With the 242bhp engine, you question the need for the sportier TTS model as it provides more than enough punch, while the gearbox is smooth when doing its thing, or you can change over with the manual paddles.
The steering has plenty of accuracy to it, while there’s little body roll too. With quattro all-wheel-drive fitted, the Audi TT becomes a car you can truly use in all weathers. Just be cautious of versions fitted with the larger alloy wheels, as the ride is rather firm. Entry-level Sport versions provide the best comfort.
How does it look?
Audi has been evolutionary with the TT’s design over the years, but despite minimal updates it remains a sleek model. Its compact shape is refreshingly different from the large SUVs that tend to dominate the roads today, while sharp lines and twin exit exhausts at the rear ensure the TT has plenty of presence. You can choose a slightly sportier look with the S line too, while the Black Edition brings a stealthier and more muscular look to the table.
What’s it like inside?
Again, Audi hasn’t messed with the TT’s interior too much, but it remains an excellent place to spend time.

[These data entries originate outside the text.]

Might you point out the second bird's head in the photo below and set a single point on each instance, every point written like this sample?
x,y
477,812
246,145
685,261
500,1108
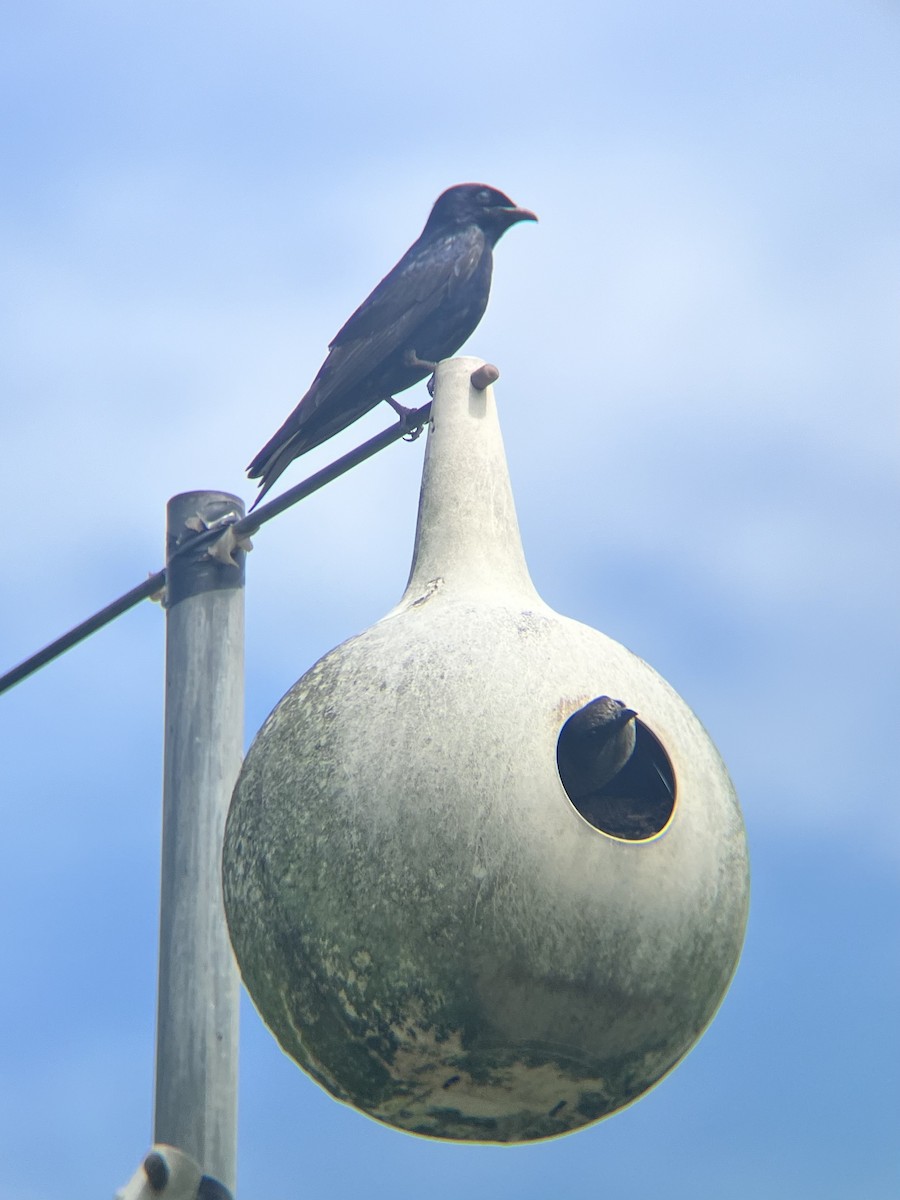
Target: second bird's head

There’s no central touchscreen at all, and instead the large digital instrument cluster handles all media operations instead. It gives this Audi a classy and minimalist look, though some might find it a bit too sparse by modern standards. The quality throughout is absolutely top notch as well.
Though the TT Coupe does have rear seats, they are very cramped, so treating it as a two-seater with a decent-sized boot is the way to go.
What’s the spec like?
Regardless of version, all TTs get plenty of equipment, with entry-level Sport versions still equipped with 18-inch alloy wheels, Xenon headlights, a retractable rear spoiler and Audi’s Virtual Cockpit system.
S line versions bring LED headlights instead, along with large 19-inch alloy wheels and leather and Alcantara sports seats. Make the step up to the Black Edition to get a fixed rear spoiler, black styling kit and 20-inch black alloy wheels, while top-spec Vorsprung models pack Matrix LED headlights and a top-notch Bang & Olufsen sound system.
Though the TT might not be the freshest model in Audi’s line-up, it remains a truly excellent sports car. Offering a stunning level of quality, it’s still good fun to drive, while the all-wheel-drive option provides great scope to use this coupe all-year-round. Strong performance and the TT’s classy and elegant design add further appeal too.